The `$value` property is the value the error function returns with these parameter values. The `$count()` property says how often the error function was evaluated (and how often the gradient function was evaluated, but since we didn't specify one, it was never evaluated). The other properties, I'm not sure about.
And we can try this for the RMSE as well:
```{r}
lineFitRMSE <- optim( par = c(1,1),
fn = lineRMSE,
data = data )
print(lineFitRMSE)
```
This gives pretty much the same output, so it seems that it doesn't matter if we use MSE or RMSE. And that makes some sense: the parameter values that minimize MSE will also minimize RMSE and vice versa (the same is true for the $R^2$ metric mentioned above, since it is based on MSE). There might be slight differences, as `optim()` will usually stop trying to improve the parameters if the decrease in error is smaller than some set number. Since RMSE is smaller than MSE, it might give a slightly better fit, but it should never matter much.

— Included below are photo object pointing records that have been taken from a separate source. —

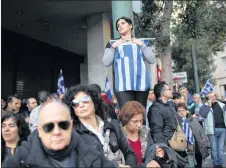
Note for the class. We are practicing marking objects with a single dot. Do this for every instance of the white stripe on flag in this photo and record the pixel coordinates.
(135, 65)
(127, 73)
(143, 75)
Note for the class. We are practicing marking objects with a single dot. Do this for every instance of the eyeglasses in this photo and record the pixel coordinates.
(48, 127)
(84, 99)
(181, 111)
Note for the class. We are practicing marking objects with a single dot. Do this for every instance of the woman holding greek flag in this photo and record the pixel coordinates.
(128, 55)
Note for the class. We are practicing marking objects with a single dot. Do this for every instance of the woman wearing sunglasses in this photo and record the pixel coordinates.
(91, 122)
(14, 131)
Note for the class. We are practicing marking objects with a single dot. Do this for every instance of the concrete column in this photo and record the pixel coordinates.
(84, 72)
(98, 34)
(119, 9)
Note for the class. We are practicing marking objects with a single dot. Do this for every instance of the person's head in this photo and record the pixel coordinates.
(124, 25)
(44, 96)
(31, 103)
(184, 92)
(132, 115)
(3, 103)
(96, 87)
(83, 100)
(176, 97)
(54, 96)
(13, 103)
(14, 128)
(182, 110)
(61, 97)
(151, 95)
(211, 96)
(163, 91)
(55, 125)
(196, 98)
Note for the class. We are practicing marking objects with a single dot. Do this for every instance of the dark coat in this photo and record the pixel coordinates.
(176, 159)
(117, 139)
(32, 154)
(200, 137)
(162, 121)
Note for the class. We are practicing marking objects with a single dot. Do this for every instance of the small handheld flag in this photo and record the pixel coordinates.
(60, 84)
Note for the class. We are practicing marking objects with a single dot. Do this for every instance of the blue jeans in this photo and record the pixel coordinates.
(217, 146)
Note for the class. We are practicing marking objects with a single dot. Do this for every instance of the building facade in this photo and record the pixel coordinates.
(220, 73)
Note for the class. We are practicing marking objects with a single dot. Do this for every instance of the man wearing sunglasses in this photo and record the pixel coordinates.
(55, 144)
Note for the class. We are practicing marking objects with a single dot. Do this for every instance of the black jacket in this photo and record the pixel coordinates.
(200, 137)
(32, 154)
(162, 121)
(174, 159)
(117, 139)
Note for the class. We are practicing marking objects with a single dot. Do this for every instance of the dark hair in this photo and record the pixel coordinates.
(127, 19)
(176, 95)
(129, 110)
(182, 105)
(96, 87)
(28, 100)
(43, 96)
(158, 88)
(100, 107)
(54, 95)
(23, 130)
(10, 98)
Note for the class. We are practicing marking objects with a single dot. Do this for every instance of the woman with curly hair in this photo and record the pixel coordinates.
(14, 131)
(91, 121)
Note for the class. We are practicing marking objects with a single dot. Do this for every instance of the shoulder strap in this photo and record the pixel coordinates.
(106, 139)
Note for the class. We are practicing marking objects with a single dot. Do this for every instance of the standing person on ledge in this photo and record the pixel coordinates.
(128, 54)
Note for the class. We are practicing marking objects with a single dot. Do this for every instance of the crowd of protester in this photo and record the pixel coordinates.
(83, 128)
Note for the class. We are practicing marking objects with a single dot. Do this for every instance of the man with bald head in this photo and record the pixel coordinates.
(55, 144)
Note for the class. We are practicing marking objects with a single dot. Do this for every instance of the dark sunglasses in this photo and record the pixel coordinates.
(48, 127)
(85, 99)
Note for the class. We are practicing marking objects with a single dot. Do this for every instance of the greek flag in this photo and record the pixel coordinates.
(208, 87)
(60, 84)
(187, 131)
(107, 89)
(130, 70)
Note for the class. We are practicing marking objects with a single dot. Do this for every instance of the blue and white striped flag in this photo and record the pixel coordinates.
(60, 84)
(208, 87)
(107, 89)
(130, 70)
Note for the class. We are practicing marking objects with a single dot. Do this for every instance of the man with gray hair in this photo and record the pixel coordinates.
(43, 97)
(198, 104)
(161, 114)
(55, 144)
(214, 114)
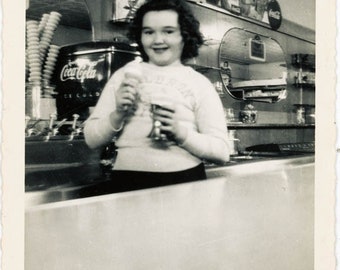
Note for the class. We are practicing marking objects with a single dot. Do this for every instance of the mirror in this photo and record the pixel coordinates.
(252, 66)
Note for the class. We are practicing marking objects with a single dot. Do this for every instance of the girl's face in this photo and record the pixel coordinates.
(161, 37)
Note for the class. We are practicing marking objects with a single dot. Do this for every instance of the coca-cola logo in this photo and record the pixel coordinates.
(274, 14)
(80, 72)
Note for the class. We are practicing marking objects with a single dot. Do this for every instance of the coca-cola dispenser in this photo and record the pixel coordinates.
(82, 71)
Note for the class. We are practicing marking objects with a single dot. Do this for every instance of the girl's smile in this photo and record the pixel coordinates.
(161, 37)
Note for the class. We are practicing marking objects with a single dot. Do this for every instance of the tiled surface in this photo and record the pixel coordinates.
(74, 12)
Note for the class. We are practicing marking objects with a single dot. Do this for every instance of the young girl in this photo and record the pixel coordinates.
(166, 117)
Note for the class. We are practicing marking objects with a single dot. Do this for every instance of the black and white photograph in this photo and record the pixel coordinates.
(169, 134)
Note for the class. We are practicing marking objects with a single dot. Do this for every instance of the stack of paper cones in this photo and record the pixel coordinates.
(41, 55)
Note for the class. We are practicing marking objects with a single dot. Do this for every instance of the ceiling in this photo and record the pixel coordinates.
(74, 12)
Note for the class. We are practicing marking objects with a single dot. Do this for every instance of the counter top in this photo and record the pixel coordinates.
(257, 216)
(54, 183)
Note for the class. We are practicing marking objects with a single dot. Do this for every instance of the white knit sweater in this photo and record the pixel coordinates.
(198, 108)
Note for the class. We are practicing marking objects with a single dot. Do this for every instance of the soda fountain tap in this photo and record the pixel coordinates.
(27, 120)
(76, 131)
(30, 130)
(53, 117)
(55, 130)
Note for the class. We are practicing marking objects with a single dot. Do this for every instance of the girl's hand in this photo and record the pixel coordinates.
(166, 115)
(126, 97)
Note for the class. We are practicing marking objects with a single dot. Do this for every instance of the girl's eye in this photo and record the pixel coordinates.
(147, 32)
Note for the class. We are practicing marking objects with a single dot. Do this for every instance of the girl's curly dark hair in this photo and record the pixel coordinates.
(189, 25)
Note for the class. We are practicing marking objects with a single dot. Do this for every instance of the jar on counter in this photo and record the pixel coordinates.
(248, 115)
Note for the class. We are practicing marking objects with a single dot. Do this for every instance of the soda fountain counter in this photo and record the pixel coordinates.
(252, 215)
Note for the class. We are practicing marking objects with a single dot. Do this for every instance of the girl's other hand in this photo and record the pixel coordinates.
(166, 114)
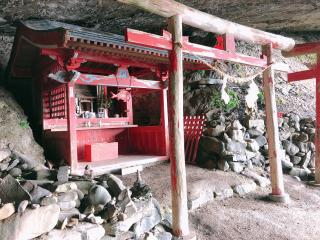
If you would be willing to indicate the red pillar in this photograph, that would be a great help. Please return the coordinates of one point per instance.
(72, 127)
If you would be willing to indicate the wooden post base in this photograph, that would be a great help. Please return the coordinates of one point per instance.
(284, 198)
(191, 236)
(313, 184)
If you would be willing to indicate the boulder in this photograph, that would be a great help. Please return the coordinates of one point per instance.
(30, 224)
(236, 147)
(261, 140)
(149, 221)
(12, 191)
(87, 231)
(215, 132)
(290, 148)
(236, 166)
(99, 195)
(115, 185)
(4, 153)
(6, 210)
(211, 145)
(244, 188)
(253, 146)
(259, 180)
(223, 165)
(256, 124)
(254, 133)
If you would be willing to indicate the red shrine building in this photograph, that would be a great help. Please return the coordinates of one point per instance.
(92, 98)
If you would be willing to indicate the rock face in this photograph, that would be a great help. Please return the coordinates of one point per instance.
(30, 223)
(113, 15)
(15, 132)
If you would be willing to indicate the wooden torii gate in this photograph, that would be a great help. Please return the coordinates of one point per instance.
(314, 72)
(176, 44)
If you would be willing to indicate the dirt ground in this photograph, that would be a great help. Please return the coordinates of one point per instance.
(251, 217)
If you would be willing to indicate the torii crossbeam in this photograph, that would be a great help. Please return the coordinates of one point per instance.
(178, 14)
(314, 72)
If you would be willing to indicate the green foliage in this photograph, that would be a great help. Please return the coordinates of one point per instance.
(217, 102)
(24, 124)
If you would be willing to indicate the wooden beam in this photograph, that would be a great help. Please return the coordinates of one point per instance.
(164, 42)
(317, 134)
(272, 126)
(302, 75)
(180, 225)
(210, 23)
(303, 49)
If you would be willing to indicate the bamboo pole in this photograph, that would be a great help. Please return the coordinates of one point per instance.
(210, 23)
(180, 223)
(277, 184)
(317, 135)
(71, 122)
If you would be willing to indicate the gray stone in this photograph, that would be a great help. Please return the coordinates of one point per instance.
(15, 172)
(296, 160)
(70, 213)
(6, 211)
(63, 174)
(261, 140)
(306, 160)
(255, 133)
(49, 200)
(22, 206)
(13, 164)
(286, 165)
(4, 166)
(302, 137)
(12, 191)
(253, 146)
(38, 193)
(236, 166)
(115, 185)
(4, 153)
(223, 165)
(82, 231)
(215, 132)
(236, 158)
(256, 124)
(299, 172)
(261, 181)
(164, 236)
(149, 221)
(236, 147)
(211, 145)
(29, 224)
(65, 187)
(99, 195)
(290, 148)
(67, 196)
(284, 135)
(223, 193)
(244, 188)
(303, 147)
(237, 135)
(67, 205)
(84, 186)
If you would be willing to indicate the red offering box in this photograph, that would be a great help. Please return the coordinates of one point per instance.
(100, 151)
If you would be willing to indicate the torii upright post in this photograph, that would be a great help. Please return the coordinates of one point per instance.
(314, 72)
(278, 193)
(180, 222)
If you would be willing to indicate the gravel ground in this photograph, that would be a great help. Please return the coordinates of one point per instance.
(251, 217)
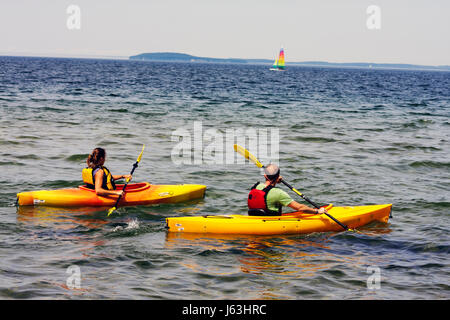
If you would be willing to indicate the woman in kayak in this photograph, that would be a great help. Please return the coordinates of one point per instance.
(98, 177)
(266, 199)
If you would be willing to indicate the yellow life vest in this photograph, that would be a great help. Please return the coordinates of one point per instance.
(89, 179)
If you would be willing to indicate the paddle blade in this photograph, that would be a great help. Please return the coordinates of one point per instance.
(111, 210)
(247, 155)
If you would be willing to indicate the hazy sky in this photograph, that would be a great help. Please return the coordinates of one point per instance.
(412, 31)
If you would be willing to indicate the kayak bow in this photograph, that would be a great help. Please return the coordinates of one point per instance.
(142, 193)
(293, 223)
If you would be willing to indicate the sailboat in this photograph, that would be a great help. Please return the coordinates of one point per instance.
(278, 65)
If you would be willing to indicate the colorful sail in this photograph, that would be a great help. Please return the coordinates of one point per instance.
(275, 64)
(280, 64)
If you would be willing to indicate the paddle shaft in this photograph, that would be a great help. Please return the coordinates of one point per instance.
(135, 165)
(251, 157)
(313, 203)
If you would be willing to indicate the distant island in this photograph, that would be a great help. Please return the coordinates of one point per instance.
(182, 57)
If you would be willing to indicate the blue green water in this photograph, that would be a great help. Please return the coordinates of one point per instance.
(347, 136)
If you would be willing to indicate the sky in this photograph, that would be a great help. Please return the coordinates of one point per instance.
(410, 31)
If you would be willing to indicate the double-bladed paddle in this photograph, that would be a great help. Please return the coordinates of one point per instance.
(135, 165)
(249, 156)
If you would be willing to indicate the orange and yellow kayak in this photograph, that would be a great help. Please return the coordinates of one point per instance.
(136, 194)
(292, 223)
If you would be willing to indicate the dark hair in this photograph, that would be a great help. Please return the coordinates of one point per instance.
(94, 158)
(272, 172)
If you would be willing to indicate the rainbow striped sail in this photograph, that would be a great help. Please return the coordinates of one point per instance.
(279, 62)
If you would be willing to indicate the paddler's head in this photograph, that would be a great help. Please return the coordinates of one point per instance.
(272, 173)
(96, 158)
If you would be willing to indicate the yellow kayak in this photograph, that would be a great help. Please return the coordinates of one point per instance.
(292, 223)
(135, 194)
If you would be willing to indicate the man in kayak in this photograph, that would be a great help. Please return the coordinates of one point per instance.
(98, 177)
(265, 199)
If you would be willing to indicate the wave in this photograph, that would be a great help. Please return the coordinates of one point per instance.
(430, 164)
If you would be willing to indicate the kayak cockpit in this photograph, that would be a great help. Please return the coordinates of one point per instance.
(132, 187)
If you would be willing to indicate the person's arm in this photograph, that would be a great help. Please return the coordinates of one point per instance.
(98, 186)
(123, 176)
(305, 209)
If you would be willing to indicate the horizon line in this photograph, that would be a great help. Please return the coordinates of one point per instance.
(120, 57)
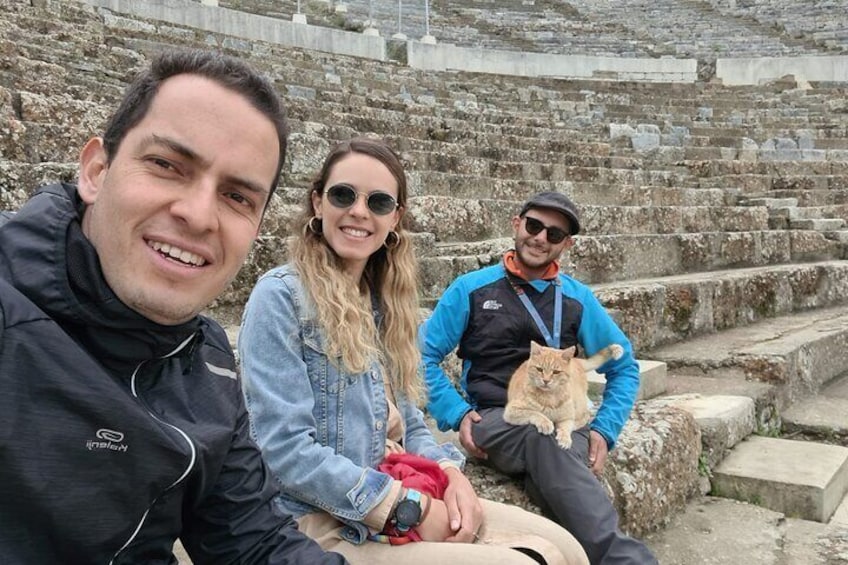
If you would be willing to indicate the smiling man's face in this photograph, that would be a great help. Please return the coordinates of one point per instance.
(173, 216)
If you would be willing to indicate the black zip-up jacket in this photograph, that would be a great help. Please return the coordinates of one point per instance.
(118, 435)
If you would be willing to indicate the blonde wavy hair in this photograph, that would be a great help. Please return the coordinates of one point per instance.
(345, 310)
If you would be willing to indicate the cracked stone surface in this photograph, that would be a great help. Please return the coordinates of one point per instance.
(717, 531)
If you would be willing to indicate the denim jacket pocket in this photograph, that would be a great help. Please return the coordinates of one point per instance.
(328, 383)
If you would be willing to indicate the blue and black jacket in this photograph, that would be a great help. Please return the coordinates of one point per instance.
(482, 314)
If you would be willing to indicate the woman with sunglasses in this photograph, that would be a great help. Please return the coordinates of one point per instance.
(330, 366)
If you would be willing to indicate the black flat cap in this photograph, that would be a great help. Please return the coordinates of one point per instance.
(554, 201)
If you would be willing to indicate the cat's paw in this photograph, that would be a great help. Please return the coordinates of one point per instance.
(545, 426)
(564, 440)
(616, 351)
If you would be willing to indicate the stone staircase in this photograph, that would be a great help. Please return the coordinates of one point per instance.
(714, 229)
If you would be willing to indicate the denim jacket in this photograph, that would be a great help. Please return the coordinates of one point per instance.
(322, 430)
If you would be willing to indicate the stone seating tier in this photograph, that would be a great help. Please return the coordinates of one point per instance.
(607, 259)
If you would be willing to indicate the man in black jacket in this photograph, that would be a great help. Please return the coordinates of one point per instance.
(123, 425)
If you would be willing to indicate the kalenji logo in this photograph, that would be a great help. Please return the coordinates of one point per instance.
(109, 439)
(492, 305)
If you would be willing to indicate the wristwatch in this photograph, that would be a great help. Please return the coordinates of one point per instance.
(407, 513)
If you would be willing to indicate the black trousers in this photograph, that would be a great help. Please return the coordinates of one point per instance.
(560, 482)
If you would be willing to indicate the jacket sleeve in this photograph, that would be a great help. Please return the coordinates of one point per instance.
(419, 439)
(438, 336)
(238, 521)
(597, 330)
(281, 402)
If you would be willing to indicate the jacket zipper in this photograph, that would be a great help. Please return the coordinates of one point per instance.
(175, 428)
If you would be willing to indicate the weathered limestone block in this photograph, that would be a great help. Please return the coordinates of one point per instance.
(649, 476)
(811, 245)
(455, 219)
(654, 469)
(724, 421)
(19, 180)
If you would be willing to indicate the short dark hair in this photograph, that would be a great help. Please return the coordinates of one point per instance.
(222, 69)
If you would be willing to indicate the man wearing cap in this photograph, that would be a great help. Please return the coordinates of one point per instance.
(493, 314)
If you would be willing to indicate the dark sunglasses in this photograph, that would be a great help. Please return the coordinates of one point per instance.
(554, 234)
(344, 196)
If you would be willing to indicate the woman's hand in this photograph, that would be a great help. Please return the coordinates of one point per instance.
(436, 524)
(463, 507)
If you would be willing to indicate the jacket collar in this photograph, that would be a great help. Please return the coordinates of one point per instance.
(46, 257)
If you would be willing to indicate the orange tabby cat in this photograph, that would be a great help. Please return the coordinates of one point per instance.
(550, 390)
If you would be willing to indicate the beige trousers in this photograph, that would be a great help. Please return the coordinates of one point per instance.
(505, 527)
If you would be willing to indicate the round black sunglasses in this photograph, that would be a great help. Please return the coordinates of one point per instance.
(343, 195)
(554, 234)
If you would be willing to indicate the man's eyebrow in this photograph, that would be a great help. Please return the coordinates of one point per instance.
(188, 153)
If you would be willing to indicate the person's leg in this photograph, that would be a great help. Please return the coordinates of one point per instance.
(324, 529)
(561, 482)
(505, 522)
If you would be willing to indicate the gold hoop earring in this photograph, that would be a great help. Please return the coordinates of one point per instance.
(318, 228)
(392, 240)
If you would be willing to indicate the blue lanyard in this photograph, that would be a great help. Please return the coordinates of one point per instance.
(551, 341)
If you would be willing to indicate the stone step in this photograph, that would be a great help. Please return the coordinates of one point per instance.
(764, 396)
(770, 203)
(471, 219)
(823, 417)
(798, 353)
(722, 531)
(817, 224)
(586, 186)
(609, 258)
(801, 479)
(814, 197)
(650, 475)
(724, 421)
(652, 380)
(795, 212)
(664, 310)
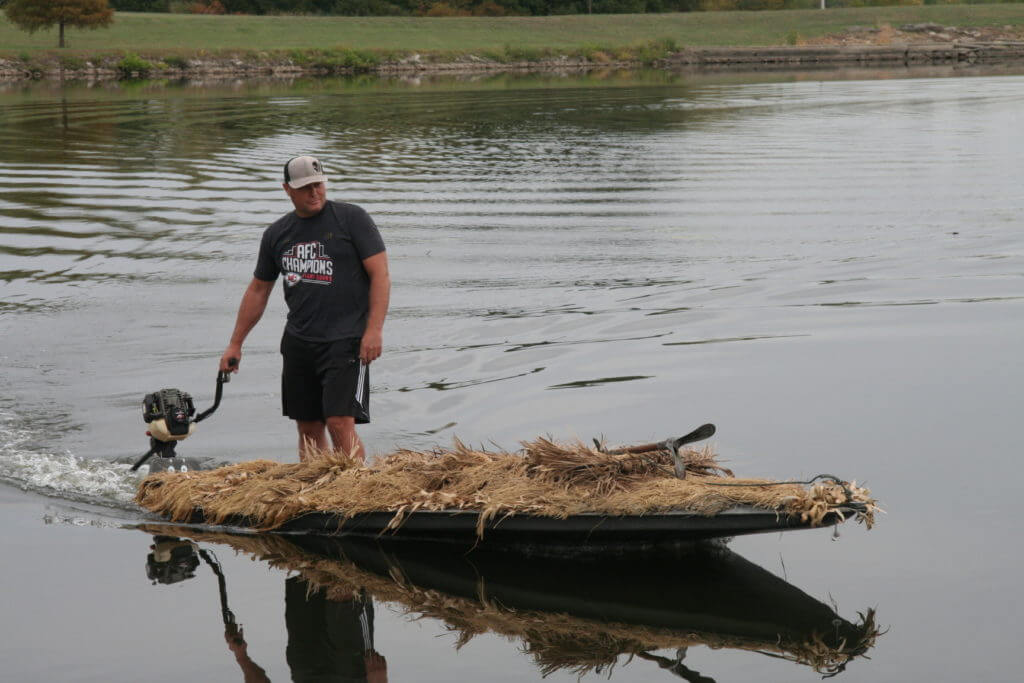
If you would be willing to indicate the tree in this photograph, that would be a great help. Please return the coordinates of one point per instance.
(35, 14)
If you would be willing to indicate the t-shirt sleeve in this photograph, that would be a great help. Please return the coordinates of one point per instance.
(366, 237)
(266, 264)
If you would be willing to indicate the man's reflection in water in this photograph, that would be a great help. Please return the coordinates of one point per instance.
(328, 640)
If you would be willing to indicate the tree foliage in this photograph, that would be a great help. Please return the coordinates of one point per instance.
(35, 14)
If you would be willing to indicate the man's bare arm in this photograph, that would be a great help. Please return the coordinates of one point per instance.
(380, 295)
(250, 310)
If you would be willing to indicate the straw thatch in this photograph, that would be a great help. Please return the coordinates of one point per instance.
(557, 641)
(544, 478)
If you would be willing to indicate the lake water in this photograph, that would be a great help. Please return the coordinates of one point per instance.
(828, 267)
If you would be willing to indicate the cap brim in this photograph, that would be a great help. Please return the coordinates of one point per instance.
(308, 180)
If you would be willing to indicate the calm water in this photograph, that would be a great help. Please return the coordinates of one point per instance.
(832, 271)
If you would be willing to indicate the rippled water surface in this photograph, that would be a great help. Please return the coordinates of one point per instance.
(832, 271)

In other words: pick whichever makes sense to you. For the next few tutorials, we'll stick to MSE, and the reason is that we can use it to calculate a model evaluation metric (AIC: Akaike's Information Criterion) which will be introduced in the tutorial on model evaluation.
# Take home
What you should take away from this tutorial is that if you can describe your data with a model that doesn't have an analytical solution (or even if it does) you can find the parameters that minimize the error between the model's predictions and the real data. And that in R, we can use `optim()` for that, and this requires specifying an error function using MSE.